While we desire to understand the heart of every man, even our persecutors and oppressors, and desire to speak words of peace and reconciliation to them, yet, perhaps from a weakness in our faith or perhaps an arrogance born of power on their part, we do not seem to have made much of an impact in this way. In 2009 a group of lay people and clergy from the Christian community including myself released the Kairos document in which we tried to tell the world what is happening here. It was a call for justice, understanding and peace. We received much support for our statement, but there is much more to do.
Today, we see the two neighboring cities, Bethlehem and Jerusalem, divided for the first time in history. Draconian limits to freedom of movement have strained family, social and economic connections to the breaking point. Couples from across the wall who want to marry must divide themselves from one of their families or each other, since it is all but impossible for the one living beyond the wall to get permission to live with the spouse on the Israeli side. Palestinians wanting to visit their holy sites as they have for many centuries, such as the Church of the Holy Sepulcher, need hard to obtain Israeli-issued permits. Pilgrims wanting to visit Bethlehem must often pass through arduous procedures at Israeli check points. And the inconvenience has meant that the many pilgrims who do make it to Bethlehem are bused in and out, and spend no time with our people on our friendly streets.
There are people who suffer more in the world. We, like all of God’s children, have much to be thankful for. We join our brothers and sisters in Christ in offering praise. But it is not easy to cast out the shadow in our hearts when we think of what has become of our little town of Bethlehem, so much a Christian symbol, to us even more than to others.
Christians here too are discouraged when they see that many of their brothers and sisters in Christ from the United States actively support the policies that are emptying the land of Christ from its Christian population. They feel rejected by their own. Would it be not more fitting in the name of the Prince of Peace to call for justice and equality for all? If Christians are friends of Israel, do not friends urge their friends towards virtue? If they do not, are they indeed friends?
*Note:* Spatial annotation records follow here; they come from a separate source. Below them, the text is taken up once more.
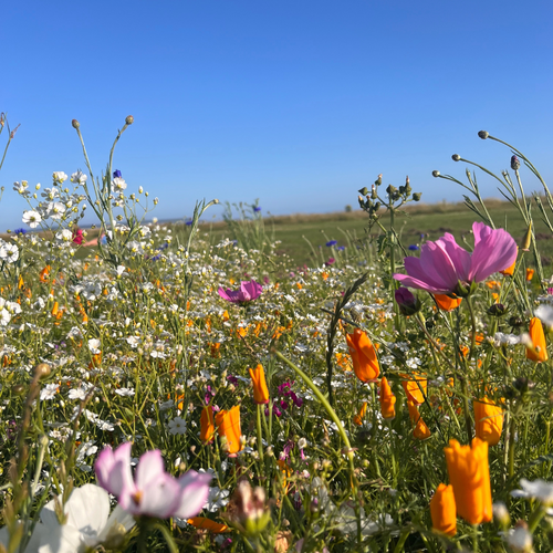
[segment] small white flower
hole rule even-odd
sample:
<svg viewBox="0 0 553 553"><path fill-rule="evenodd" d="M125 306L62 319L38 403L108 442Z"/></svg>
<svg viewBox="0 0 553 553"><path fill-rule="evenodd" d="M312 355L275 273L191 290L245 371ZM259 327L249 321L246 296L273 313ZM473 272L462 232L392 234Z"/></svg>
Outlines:
<svg viewBox="0 0 553 553"><path fill-rule="evenodd" d="M169 432L173 435L176 434L185 434L186 432L186 422L180 417L175 417L169 421Z"/></svg>
<svg viewBox="0 0 553 553"><path fill-rule="evenodd" d="M23 212L23 222L25 225L29 225L31 229L35 229L39 226L40 221L42 221L42 217L36 211Z"/></svg>

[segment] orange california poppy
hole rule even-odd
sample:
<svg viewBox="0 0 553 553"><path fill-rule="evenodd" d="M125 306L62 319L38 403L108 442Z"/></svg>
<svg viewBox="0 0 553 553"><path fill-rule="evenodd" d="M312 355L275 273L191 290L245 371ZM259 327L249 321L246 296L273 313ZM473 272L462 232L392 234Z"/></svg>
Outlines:
<svg viewBox="0 0 553 553"><path fill-rule="evenodd" d="M538 317L532 317L529 327L530 338L534 348L531 349L526 347L526 359L535 361L541 363L542 361L547 361L547 344L545 343L545 334L543 332L542 322Z"/></svg>
<svg viewBox="0 0 553 553"><path fill-rule="evenodd" d="M446 294L434 294L434 299L441 311L453 311L462 302L462 298L449 298Z"/></svg>
<svg viewBox="0 0 553 553"><path fill-rule="evenodd" d="M455 504L453 487L440 483L430 500L432 528L448 535L457 533L457 507Z"/></svg>
<svg viewBox="0 0 553 553"><path fill-rule="evenodd" d="M449 440L444 451L457 513L470 524L490 522L492 500L488 444L480 438L472 439L472 447Z"/></svg>
<svg viewBox="0 0 553 553"><path fill-rule="evenodd" d="M396 396L392 393L388 379L384 376L380 380L380 413L385 420L392 420L396 416Z"/></svg>
<svg viewBox="0 0 553 553"><path fill-rule="evenodd" d="M240 406L236 405L230 410L221 409L215 416L215 425L221 438L227 439L229 455L238 453L242 449L240 437Z"/></svg>
<svg viewBox="0 0 553 553"><path fill-rule="evenodd" d="M367 401L363 401L361 404L359 413L357 413L357 415L355 415L353 417L354 425L356 425L356 426L363 425L363 419L364 419L365 415L367 414L367 406L368 406Z"/></svg>
<svg viewBox="0 0 553 553"><path fill-rule="evenodd" d="M428 389L428 380L426 376L419 375L417 373L413 373L411 375L403 374L399 376L401 376L401 378L405 378L401 382L401 386L404 387L405 394L407 395L407 399L410 399L417 405L424 404Z"/></svg>
<svg viewBox="0 0 553 553"><path fill-rule="evenodd" d="M376 351L368 336L359 328L346 334L347 347L352 356L353 369L361 382L373 382L380 374Z"/></svg>
<svg viewBox="0 0 553 553"><path fill-rule="evenodd" d="M487 397L472 403L477 437L489 446L497 446L503 430L503 409Z"/></svg>
<svg viewBox="0 0 553 553"><path fill-rule="evenodd" d="M265 372L263 365L258 364L255 368L248 368L251 382L253 383L253 400L258 405L269 403L269 388L267 387Z"/></svg>

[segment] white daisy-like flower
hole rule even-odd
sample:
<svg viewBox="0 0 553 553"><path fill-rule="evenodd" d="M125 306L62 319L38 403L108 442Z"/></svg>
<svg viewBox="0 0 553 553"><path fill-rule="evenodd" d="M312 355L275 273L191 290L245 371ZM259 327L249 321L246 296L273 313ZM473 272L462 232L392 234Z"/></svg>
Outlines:
<svg viewBox="0 0 553 553"><path fill-rule="evenodd" d="M42 217L36 211L31 210L23 212L23 222L25 225L29 225L31 229L35 229L39 226L40 221L42 221Z"/></svg>
<svg viewBox="0 0 553 553"><path fill-rule="evenodd" d="M180 417L175 417L173 420L169 420L169 432L173 435L185 434L186 421Z"/></svg>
Our Savior has come to shine his light upon those dwelling in the darkness. May this Christmas enlighten all of our hearts and let that light illumine every dark place, especially those under persecution. May he strengthen us in hope, and unite us in preparing his coming again by works of peace. May this unity give hope to the Christians of the Holy Land, so that the Body of Christ, His Church may find a way to continue in the Lands sanctified by his earthly ministry.
Father Dr. Faisal Hijazin is the Parish Priest of the Holy Family Catholic Church in Ramallah.